Cette odeur caractéristique, c’est celle de la mérule, aussi appelée « la lèpre des maisons », parce qu’elle ravage les bâtisses, surtout les plus anciennes, comme cette maison centenaire, en grignotant tout le bois, jusque dans les murs, à grande vitesse.
« Si tous les paramètres sont réunis, c’est-à-dire un bois humide, confiné, pas aéré, il y a un champignon qui va se développer. Et après, ce champignon-là, il se nourrit des particules de bois, et il se développe, il se développe encore »
, explique Erwan Connan, applicateur de traitement fongicide pour la société Bretagne Traitement, en plein travail le jour de notre tournage. L’occasion de voir de très près comment s’y prendre pour stopper l’avancée de la mérule, sans fragiliser la structure.
Première consigne : essayer d’agir le plus vite possible, pour limiter les dégâts. La cloison touchée doit d’abord être entièrement détruite, avant que les pierres soient brossées, puis passées à la flamme, « pour cramer tout ce qui reste en surface »
, précise le technicien, en joignant le geste à la parole. Et pour la dernière étape, équipement obligatoire. « Le produit que je mets va éradiquer en profondeur dans le mur »

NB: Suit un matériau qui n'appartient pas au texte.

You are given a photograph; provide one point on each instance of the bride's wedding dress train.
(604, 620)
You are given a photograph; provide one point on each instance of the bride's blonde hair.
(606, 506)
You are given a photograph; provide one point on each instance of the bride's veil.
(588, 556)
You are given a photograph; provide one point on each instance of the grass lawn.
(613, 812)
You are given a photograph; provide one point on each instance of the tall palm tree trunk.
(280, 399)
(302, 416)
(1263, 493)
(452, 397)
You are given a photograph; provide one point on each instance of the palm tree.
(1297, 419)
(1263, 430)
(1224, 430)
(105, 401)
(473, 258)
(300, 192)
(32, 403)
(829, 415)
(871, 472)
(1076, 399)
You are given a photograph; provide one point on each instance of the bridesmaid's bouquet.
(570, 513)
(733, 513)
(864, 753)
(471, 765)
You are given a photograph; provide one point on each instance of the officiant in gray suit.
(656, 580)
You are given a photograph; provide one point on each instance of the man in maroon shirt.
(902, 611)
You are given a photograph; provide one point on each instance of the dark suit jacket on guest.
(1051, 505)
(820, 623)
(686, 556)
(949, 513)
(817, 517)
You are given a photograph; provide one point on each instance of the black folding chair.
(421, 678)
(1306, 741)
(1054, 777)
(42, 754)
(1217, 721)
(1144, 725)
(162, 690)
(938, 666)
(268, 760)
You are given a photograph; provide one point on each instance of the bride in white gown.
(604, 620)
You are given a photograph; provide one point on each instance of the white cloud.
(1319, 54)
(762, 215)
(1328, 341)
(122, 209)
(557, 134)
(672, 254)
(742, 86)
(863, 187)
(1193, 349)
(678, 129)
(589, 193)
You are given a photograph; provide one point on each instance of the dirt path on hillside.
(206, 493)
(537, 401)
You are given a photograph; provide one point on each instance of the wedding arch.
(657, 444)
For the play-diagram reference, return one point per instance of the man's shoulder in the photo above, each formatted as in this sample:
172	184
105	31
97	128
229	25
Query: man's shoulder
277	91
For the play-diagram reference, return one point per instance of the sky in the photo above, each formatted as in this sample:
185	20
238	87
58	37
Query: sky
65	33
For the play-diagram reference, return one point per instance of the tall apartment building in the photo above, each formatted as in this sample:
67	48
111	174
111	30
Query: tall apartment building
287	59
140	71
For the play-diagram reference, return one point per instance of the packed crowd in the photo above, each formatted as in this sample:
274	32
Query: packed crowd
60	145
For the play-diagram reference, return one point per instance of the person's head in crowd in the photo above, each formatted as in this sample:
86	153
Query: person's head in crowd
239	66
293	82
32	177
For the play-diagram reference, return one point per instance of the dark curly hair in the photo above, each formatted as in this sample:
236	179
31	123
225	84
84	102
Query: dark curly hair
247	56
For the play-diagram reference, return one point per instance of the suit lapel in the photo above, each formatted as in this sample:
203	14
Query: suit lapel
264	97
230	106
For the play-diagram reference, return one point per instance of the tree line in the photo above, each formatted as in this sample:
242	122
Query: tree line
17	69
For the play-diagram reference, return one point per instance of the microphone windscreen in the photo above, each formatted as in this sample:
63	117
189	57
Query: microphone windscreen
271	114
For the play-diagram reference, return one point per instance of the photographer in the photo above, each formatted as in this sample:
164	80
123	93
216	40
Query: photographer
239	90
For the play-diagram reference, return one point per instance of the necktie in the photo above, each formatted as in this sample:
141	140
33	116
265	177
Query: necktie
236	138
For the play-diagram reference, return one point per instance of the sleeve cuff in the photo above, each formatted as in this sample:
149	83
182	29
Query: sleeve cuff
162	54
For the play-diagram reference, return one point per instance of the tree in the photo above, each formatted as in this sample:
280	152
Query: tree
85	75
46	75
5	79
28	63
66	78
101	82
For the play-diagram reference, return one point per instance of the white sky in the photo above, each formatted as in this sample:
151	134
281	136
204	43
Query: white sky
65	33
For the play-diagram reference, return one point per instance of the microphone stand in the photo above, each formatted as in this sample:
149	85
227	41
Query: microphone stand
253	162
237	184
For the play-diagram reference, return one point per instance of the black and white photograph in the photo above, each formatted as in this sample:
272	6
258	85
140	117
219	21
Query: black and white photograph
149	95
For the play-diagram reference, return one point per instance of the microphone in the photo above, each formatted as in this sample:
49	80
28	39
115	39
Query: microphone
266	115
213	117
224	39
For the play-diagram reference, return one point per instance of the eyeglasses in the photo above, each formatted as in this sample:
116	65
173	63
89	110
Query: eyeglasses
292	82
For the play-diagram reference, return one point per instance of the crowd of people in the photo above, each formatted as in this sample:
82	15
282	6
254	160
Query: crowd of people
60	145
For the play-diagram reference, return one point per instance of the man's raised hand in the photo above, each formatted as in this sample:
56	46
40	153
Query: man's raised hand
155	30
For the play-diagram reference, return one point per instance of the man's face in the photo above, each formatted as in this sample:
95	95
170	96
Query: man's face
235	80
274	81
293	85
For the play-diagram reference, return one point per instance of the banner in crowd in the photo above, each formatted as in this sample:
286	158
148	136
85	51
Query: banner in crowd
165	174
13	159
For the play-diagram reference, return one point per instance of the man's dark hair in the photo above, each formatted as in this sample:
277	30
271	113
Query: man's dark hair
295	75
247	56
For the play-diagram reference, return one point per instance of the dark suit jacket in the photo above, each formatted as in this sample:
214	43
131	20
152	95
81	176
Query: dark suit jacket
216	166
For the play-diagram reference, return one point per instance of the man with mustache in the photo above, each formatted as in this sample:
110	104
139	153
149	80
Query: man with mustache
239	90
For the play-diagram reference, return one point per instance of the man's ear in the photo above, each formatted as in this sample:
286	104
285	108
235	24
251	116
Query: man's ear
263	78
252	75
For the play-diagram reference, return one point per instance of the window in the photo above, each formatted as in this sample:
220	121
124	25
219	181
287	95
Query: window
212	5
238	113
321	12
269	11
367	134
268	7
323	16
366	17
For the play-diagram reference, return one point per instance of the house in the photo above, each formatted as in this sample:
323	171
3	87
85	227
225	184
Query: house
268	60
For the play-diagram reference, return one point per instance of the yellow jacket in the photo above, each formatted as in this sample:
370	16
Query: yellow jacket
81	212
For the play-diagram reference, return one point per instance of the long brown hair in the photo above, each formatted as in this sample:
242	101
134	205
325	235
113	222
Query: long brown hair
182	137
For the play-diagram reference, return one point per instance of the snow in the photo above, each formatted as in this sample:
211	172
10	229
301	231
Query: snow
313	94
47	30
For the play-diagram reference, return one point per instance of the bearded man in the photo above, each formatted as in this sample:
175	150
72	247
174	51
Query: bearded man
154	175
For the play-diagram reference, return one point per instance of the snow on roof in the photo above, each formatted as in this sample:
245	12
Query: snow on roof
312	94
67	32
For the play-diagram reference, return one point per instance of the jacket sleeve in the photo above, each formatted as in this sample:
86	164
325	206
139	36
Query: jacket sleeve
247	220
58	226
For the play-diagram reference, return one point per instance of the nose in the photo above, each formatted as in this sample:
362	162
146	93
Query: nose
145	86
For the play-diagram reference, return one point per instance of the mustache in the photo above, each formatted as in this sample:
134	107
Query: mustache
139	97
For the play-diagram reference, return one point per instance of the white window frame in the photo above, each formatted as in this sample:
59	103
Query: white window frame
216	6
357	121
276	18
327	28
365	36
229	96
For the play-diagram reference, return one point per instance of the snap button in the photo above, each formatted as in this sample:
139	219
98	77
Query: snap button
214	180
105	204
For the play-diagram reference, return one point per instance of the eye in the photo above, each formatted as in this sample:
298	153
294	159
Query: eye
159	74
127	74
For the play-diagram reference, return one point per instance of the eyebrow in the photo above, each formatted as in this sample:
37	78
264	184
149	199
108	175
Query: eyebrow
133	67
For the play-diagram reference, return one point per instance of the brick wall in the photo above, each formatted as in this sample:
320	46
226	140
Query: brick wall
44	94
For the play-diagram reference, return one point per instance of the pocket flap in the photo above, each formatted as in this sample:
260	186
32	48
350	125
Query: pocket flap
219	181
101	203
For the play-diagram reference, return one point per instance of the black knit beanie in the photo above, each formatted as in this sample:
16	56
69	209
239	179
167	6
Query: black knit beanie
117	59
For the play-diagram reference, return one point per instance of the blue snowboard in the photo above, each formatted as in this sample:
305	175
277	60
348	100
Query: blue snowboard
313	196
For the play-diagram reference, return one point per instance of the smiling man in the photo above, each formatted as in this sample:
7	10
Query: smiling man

, indique Erwan Connan derrière son masque à gaz, surplombant une combinaison blanche. Ici, les travaux pourraient durer plusieurs mois et s’élever à plusieurs dizaines de milliers d’euros.
Comme toujours, mieux vaut toutefois prévenir que guérir. Et pour détecter la présence de la mérule, plusieurs signaux peuvent vous alerter : « Infiltration ou fuite de douche, de sanitaires, etc. Regardez bien les plinthes, les parquets, les solives, pour voir si ce n’est pas un peu gondolé et attaqué »
, préconise Blandine Le Jeune, responsable d’agence de Bretagne Traitement.
Avec son climat humide et ses vieilles bâtisses, la Bretagne fait partie des régions les plus touchées. Il y a quelques mois, la mérule y a même envahi un monument historique, le château de Combourg, datant du XIIe siècle. « On ne se rendait pas compte à quel point elle avait attaqué les poutres maîtresses. On pouvait entrer nos doigts dans le bois »
, indique le propriétaire, Guy de la Tour du Pin. Le coût de la rénovation, ici, se chiffre en millions d’euros. « Jusqu’à présent, on avait financé les travaux personnellement, avec l’aide de la DRAC (Direction régionale des Affaires culturelles, ndlr)
, reprend-il. Mais devant l’ampleur de la tâche, on ne peut plus y arriver. On est obligés de trouver d’autres moyens, à travers l’appel aux dons. »
En France, dans les zones classées à risque, tout traitement contre la mérule doit, au préalable, faire l’objet d’une déclaration en mairie.